IL-13 gene polymorphisms (-1112 C/T and-1512 A/C) in patients with chronic and aggressive periodontitis: Effects on GCF and outcome of periodontal therapy


GÖRGÜN E., Toker H., TAŞ A., Alpan A. L. , Sari I., SİLİĞ Y.

NIGERIAN JOURNAL OF CLINICAL PRACTICE, vol.24, no.7, pp.965-972, 2021 (Peer-Reviewed Journal) identifier identifier identifier

  • Publication Type: Article / Article
  • Volume: 24 Issue: 7
  • Publication Date: 2021
  • Doi Number: 10.4103/njcp.njcp_487_19
  • Journal Name: NIGERIAN JOURNAL OF CLINICAL PRACTICE
  • Journal Indexes: Science Citation Index Expanded, Scopus, EMBASE, MEDLINE
  • Page Numbers: pp.965-972
  • Keywords: Aggressive periodontitis, gene polymorphism, IL-13, periodontal therapy, MESSENGER-RNA EXPRESSION, GINGIVAL CREVICULAR FLUID, ASSOCIATION, CYTOKINES, RISK, TH1

Abstract

Background: IL-13 is the key cytokine in the regulation of inflammatory with an autoimmune disease and has an anti-inflammatory effect.

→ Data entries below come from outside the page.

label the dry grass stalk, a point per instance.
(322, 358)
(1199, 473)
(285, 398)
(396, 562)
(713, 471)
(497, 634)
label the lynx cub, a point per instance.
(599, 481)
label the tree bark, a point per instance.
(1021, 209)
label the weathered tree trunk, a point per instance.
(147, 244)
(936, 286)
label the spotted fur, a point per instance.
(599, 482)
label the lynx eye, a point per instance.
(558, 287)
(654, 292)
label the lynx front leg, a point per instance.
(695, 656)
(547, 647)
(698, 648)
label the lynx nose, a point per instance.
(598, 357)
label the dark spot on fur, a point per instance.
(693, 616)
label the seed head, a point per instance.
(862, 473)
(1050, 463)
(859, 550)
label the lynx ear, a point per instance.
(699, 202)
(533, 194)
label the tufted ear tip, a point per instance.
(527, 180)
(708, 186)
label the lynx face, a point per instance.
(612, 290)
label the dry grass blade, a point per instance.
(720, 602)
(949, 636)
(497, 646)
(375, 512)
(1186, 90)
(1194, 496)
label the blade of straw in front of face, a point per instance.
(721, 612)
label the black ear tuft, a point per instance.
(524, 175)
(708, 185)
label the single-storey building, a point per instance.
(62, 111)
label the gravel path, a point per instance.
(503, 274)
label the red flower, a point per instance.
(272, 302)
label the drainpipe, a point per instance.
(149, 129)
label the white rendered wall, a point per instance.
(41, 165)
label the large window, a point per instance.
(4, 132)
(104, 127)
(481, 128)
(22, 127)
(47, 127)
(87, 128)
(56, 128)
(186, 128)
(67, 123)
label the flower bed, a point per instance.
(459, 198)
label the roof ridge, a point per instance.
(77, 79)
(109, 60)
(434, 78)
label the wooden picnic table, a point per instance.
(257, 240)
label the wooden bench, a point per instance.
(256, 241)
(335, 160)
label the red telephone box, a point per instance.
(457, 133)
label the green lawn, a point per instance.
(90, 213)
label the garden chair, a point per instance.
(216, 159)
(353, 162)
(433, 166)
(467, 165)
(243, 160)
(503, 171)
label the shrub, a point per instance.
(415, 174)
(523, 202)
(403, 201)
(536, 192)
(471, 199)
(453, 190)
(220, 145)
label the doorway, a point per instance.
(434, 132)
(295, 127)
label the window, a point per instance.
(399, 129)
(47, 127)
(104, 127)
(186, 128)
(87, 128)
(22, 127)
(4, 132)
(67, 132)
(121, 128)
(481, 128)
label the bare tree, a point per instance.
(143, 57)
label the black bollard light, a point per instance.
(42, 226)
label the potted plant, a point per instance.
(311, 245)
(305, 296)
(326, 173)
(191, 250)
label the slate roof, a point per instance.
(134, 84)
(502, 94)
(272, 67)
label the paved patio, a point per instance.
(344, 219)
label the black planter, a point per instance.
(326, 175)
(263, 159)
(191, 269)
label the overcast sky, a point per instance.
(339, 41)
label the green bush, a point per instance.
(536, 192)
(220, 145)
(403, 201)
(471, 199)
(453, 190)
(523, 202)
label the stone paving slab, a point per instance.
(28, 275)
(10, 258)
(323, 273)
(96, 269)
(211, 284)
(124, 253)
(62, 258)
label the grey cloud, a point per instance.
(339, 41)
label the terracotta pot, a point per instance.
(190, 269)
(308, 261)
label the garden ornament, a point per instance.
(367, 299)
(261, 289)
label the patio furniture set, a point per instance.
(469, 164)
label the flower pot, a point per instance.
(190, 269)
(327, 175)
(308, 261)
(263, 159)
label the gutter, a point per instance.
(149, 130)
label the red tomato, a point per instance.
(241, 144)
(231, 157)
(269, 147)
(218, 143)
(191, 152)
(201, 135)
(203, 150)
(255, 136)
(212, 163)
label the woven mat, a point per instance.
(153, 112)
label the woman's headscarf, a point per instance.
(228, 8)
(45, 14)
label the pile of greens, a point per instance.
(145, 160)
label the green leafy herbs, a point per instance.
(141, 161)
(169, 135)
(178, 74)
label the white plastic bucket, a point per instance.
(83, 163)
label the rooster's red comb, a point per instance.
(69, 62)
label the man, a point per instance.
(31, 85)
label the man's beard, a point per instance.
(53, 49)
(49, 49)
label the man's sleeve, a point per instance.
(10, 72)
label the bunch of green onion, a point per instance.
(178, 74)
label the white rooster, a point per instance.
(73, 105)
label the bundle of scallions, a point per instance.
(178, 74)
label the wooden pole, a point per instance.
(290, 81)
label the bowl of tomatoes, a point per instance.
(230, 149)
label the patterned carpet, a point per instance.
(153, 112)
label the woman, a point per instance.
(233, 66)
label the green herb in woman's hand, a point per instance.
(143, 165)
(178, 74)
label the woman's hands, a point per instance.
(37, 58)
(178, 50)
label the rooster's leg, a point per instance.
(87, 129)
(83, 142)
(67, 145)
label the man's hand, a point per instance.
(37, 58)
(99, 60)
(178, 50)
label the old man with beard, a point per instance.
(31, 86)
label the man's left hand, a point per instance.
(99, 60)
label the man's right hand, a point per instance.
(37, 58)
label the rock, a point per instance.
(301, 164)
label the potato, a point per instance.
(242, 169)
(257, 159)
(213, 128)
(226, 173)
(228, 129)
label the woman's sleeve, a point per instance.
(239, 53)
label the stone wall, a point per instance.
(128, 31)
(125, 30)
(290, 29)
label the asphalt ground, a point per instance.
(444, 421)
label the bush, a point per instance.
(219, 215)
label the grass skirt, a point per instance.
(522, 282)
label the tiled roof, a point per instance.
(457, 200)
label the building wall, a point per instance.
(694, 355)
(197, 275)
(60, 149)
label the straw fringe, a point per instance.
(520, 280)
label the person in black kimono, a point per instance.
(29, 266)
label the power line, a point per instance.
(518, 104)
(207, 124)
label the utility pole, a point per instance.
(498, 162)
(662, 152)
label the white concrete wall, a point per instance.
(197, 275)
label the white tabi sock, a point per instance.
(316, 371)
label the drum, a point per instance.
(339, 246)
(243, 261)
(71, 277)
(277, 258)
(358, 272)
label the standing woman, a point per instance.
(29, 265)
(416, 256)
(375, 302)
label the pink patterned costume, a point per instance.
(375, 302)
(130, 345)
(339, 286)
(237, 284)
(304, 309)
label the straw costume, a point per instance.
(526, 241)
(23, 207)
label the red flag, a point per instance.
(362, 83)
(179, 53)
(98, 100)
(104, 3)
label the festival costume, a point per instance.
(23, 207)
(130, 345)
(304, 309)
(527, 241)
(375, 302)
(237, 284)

Aims: This study aimed to compare IL-13 (-1112 C/T and -1512 A/C) gene polymorphisms in patients with aggressive periodontitis (AgP), chronic periodontitis (CP), and periodontally healthy group (C) and evaluate the effect of nonsurgical periodontal therapy on gingival crevicular fluid (GCF) IL-13 levels in patients. Materials and Methods: One hundred thirty patients with AgP, 120 patients with CP, and 70 periodontally healthy subjects were included in this study. Clinical parameters were recorded (plaque and gingival index, probing pocket depth, clinical attachment level), and GCF and blood samples were taken at baseline and 6-week. Nonsurgical periodontal therapy was performed in patients with periodontitis. Gene analyses (IL-13 - 1112C/T (rs1800925) and - 1512 A/C (rs1881457) were performed with real-time polymerase chain reaction (PCR) and cytokine levels were determined by an enzyme-linked immunosorbent assay method. Results: AgP and CP patients showed significant improvement in clinical parameters after periodontal therapy (P < 0.05). According to results, genotype distributions and allele frequencies in IL-13 variants - 1112C/T and - 1512 A/C were found similarly in all groups (P > 0.05). In the AgP group, GCF IL-13 cytokine level is statistically significant and increased in 6 weeks; however, in the CP group, there is no statistically significant difference between baseline and 6 week. In the AgP group, baseline GCF IL-13 cytokine level is lower than those of the CP group and C group (P < 0.05). Conclusion: Within the limits of this study, IL-13 -1112 and -1512 gene polymorphisms have not been associated with AgP and CP, and GCF IL-13 cytokine level is increased after treatment in the AgP group.